Christmas meaning explored in unusual places

This Is Wiltshire: Front row – Holly Paton and Katie Poynter. Back row – Jake Payton and Caitlin Payton Front row – Holly Paton and Katie Poynter. Back row – Jake Payton and Caitlin Payton

AMONG rows of empty garages, at the heart of Pinehurst, a band of revellers of a different kind explored the true meaning of Christmas in three stunning displays.

Inspired by a project in Brighton where people decorated beach huts to create a giant advent calendar, the shinepinehurst initiative opted for garages to produce three pop-up installations delving into the message behind the Christian holiday and looking at the birth of Jesus.

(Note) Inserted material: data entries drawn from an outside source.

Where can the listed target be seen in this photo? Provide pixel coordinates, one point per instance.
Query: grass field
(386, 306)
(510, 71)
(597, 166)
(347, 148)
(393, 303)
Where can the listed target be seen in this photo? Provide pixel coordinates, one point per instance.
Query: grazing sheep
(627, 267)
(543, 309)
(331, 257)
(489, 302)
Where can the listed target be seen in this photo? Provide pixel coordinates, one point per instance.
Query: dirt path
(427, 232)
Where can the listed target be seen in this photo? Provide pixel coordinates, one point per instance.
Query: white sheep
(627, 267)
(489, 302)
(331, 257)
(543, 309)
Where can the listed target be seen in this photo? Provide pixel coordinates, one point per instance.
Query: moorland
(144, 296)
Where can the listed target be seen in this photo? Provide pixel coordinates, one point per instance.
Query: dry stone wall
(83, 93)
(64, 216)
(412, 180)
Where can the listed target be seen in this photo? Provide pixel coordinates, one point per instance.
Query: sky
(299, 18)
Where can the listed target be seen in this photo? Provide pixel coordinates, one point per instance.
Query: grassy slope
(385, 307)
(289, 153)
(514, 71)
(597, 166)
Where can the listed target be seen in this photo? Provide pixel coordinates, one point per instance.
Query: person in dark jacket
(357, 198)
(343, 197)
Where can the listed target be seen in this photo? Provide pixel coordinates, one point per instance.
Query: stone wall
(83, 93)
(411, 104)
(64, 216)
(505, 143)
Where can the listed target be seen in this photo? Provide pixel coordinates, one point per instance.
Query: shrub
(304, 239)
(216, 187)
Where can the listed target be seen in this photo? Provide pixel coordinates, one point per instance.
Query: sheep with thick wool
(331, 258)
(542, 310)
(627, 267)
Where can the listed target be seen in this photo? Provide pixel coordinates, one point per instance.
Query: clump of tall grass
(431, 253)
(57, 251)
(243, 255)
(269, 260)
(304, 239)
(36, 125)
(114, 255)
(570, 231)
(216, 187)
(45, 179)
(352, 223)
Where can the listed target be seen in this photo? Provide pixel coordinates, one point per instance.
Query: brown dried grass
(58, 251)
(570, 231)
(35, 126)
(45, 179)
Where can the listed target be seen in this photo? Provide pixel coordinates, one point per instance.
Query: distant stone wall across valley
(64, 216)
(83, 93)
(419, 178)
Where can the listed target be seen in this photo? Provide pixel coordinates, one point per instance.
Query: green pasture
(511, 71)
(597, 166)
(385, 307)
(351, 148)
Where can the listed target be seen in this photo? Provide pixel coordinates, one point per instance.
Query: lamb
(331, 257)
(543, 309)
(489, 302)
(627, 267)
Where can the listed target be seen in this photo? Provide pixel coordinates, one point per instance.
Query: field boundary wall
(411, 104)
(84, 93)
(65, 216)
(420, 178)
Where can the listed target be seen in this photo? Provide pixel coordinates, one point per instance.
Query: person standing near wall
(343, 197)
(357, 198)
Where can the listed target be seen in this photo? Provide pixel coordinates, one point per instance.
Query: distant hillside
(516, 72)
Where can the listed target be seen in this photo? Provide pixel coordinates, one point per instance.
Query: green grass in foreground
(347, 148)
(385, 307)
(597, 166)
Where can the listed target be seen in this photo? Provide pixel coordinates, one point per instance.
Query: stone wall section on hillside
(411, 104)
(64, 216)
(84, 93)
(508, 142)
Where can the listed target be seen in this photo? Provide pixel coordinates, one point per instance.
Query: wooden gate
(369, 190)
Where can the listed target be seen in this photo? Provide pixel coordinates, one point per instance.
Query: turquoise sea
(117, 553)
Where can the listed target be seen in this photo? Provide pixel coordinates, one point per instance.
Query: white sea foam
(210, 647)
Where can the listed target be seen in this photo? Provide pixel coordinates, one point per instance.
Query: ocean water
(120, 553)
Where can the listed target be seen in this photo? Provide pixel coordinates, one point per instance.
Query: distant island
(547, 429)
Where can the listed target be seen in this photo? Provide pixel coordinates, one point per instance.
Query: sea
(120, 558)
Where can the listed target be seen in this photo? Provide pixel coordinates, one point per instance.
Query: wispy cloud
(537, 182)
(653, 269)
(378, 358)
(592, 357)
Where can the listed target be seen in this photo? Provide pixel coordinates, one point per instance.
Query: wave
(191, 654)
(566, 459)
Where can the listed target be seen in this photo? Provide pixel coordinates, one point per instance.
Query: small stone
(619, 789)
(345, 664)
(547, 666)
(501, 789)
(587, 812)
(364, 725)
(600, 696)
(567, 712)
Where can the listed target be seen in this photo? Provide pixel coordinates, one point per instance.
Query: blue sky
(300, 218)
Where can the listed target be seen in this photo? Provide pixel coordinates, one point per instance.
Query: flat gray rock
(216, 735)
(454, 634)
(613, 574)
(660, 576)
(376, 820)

While 24 garages seemed an ambitious number, community project leader Simon Halls and residents settled for three garages and each night between Tuesday 17 and last night got to work to turn one each time into a stunning, yet modest Christmas-inspired scene.

Simon, a pioneer minister for the Diocese of Bristol and leader of the shinepinehurst initiative, said: “We don’t have a beach but we thought there were a lot of garages around where we live. This year was a bit of an experiment but next year we might do 12 or enough for an advent calendar.

“It was for people to reflect on the meaning of Christmas. We were looking at how sometimes people can lose sight of what Christmas is about in all the tinsel and glitz and glamour. It’s about giving.”

The installations were also heavily influenced by the tough economy and the harsh reality that many in Swindon and across the UK cannot afford the festivities this year.

On Tuesday, residents of Pinehurst flocked to a garage on Mulberry Grove, where they placed empty wallets and beer bottles filled, on closer examination, with characters from the Nativity story, around broken Christmas lights.

Wednesday saw scores of people pack out a vacant space on Cunningham Road for a spontaneous Nativity play. Pictures drawn by pupils at Swindon Academy and members of Pinehurst’s youth club were exhibited on the walls, acting as a colourful background.

On Thursday, the focus was on hope. Participants were encouraged to write messages on stars dangling from the ceiling of a garage in The Circle.

“It has been quite fun to do,” added Simon, a former youth worker from Pinehurst. “People have really enjoyed it.”

Independent councillor for Gorsehill and Pinehurst, Rochelle Russell, who helped the group secure the garages, said: “I think it is just a lovely thing to do to take us right back to the meaning of Christmas. Community is what counts most, not the amount of presents that you get.”

The displays were also the occasion for Swindon Foodbank to collect goods for the town’s hungry.